# Venom Fireball Micro Motors



## fire75 (Feb 27, 2008)

I am having a big problem with this motor. Last year my buddy got one and put in his Losi Slider and ran about 6 pack. This year I got a Losi Late Model and his Fireball was fast so I got one (fast motor). He switched his Slider to a Late got about 6 more packs on the motor and it was fried. Yesterday mine went out after about 12 packs. My buddys car was running a 60/14 and I was running a 60/12. Now these motors were bought about 8 months apart from each other so I know it's not a bad batch. Has any buddy else having these problems or can any budy help.


----------



## BadSign (Sep 26, 2001)

For $12, not a bad deal. I'd run 3 in a season.


----------



## fire75 (Feb 27, 2008)

BadSign said:


> For $12, not a bad deal. I'd run 3 in a season.

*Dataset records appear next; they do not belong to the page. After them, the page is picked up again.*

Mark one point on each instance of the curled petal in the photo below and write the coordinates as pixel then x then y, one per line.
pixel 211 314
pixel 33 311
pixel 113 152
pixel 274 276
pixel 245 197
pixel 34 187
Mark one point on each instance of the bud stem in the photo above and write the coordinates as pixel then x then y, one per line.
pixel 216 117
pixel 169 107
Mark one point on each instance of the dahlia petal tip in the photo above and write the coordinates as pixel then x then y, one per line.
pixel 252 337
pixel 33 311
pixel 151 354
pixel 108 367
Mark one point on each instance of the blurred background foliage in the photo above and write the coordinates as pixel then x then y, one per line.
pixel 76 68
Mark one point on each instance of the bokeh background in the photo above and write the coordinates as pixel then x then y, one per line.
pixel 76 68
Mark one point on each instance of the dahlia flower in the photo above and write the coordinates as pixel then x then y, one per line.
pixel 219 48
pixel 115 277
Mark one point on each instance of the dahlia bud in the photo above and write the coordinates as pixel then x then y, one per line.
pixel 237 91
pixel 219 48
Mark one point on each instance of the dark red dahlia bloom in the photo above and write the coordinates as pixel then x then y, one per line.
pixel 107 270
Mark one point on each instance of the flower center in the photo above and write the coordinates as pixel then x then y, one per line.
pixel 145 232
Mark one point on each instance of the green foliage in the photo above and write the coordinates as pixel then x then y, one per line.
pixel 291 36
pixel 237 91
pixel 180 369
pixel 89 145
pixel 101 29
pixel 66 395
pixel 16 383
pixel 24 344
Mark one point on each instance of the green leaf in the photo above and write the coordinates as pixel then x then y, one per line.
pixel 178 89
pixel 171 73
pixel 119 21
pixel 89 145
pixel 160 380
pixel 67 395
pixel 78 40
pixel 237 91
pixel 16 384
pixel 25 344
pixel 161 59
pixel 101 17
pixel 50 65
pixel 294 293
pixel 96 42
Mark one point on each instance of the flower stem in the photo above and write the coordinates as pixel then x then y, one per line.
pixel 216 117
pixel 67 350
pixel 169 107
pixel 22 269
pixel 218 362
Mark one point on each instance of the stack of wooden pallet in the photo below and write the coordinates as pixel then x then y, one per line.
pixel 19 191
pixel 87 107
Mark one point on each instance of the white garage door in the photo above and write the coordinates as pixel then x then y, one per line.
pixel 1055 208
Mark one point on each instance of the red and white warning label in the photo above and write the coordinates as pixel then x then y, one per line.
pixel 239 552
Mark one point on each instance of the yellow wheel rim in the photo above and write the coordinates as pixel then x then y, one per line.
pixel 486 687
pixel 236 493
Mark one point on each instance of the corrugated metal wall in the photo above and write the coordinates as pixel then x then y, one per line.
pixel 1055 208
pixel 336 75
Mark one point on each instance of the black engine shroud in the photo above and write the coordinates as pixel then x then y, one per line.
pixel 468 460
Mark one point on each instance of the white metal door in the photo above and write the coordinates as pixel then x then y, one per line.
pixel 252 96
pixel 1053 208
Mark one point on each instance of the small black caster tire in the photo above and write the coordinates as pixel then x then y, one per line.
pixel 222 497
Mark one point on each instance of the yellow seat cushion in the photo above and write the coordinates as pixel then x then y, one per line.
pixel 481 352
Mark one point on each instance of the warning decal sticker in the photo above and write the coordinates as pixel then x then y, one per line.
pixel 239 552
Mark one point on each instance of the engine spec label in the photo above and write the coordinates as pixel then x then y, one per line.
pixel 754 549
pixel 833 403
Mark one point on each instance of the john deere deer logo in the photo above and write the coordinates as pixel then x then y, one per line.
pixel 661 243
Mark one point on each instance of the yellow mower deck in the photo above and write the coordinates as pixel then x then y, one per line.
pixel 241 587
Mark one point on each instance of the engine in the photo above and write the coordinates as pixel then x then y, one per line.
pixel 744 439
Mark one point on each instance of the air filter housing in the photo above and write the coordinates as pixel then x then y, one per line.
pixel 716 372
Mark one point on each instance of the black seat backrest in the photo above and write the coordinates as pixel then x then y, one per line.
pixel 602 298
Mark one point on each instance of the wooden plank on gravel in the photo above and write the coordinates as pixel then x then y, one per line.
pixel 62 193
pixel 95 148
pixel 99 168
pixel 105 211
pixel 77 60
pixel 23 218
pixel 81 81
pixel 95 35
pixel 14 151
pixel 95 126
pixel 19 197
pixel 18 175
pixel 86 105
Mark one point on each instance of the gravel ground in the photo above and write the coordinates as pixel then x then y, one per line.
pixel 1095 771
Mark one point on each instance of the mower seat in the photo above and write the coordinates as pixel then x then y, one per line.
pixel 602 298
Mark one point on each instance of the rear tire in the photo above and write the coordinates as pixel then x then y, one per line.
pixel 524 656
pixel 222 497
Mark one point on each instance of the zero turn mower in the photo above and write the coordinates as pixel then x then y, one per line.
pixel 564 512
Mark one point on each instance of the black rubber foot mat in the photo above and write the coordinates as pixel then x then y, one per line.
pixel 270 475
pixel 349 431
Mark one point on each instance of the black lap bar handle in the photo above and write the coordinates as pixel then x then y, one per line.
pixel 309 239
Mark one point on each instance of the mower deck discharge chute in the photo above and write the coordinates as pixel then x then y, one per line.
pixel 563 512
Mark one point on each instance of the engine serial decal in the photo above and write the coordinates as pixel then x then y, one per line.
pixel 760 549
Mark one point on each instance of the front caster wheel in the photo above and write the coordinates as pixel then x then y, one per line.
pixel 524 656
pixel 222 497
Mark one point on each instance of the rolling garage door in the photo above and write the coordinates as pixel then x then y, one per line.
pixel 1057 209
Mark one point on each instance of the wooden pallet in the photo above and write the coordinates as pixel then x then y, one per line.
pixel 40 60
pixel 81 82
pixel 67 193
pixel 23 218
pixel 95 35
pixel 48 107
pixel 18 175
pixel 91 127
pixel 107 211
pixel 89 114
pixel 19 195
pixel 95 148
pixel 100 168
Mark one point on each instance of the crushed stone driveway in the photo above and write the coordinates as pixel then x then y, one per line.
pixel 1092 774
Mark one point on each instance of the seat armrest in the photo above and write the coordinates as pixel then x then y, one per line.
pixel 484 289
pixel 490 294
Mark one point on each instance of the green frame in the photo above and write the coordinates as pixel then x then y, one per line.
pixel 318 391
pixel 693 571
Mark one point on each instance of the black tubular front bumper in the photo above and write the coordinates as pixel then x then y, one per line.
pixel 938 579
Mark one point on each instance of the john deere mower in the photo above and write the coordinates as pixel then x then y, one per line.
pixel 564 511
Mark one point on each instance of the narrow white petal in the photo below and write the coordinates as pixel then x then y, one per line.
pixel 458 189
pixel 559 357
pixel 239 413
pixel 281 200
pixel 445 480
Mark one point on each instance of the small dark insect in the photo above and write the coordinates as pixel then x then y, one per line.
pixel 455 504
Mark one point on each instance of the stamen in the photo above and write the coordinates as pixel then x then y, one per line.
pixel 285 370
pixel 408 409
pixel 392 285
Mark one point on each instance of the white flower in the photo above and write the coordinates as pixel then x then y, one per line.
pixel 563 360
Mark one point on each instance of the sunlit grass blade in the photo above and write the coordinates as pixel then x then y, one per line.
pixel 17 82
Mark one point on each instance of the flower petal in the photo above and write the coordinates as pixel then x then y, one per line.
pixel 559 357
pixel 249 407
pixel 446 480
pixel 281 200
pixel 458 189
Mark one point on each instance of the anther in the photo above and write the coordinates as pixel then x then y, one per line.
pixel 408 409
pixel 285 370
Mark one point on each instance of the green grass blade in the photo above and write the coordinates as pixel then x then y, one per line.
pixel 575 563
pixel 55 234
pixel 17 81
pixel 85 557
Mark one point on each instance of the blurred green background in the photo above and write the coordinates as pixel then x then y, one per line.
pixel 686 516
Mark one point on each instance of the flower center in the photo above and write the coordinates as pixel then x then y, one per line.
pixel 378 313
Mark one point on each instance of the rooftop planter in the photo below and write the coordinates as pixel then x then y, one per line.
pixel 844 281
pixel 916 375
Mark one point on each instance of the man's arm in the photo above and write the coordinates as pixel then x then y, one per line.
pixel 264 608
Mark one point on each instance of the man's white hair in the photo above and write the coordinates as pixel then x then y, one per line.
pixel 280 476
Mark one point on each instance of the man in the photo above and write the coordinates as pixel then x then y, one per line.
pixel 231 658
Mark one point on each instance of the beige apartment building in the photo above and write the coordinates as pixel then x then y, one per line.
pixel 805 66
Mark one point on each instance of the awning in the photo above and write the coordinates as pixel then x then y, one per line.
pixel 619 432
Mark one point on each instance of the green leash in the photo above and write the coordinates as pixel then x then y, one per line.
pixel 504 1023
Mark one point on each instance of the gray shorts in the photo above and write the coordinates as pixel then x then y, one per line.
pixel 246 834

$12 you are over paying I only paid $7.99 from Tower Hobbies.


----------



## Railroader (Jan 2, 2008)

fire75 said:


> $12 you are over paying I only paid $7.99 from Tower Hobbies.


And with shipping ...? 

~$13

But on topic, this is a cheap motor for a reason. It is not the most durable and is not meant for abuse. I have had one in a x-ray RC18 and have not burned it up yet, but I probably will soon, and will buy another one without thinking.


----------



## Casperbase (Jun 4, 2006)

Motor Question - What is the best stock 370 motor to run in the BRP cars?


----------



## BudBartos (Jan 1, 1970)

Associated #21210 Super 370 They are fast and last !!


----------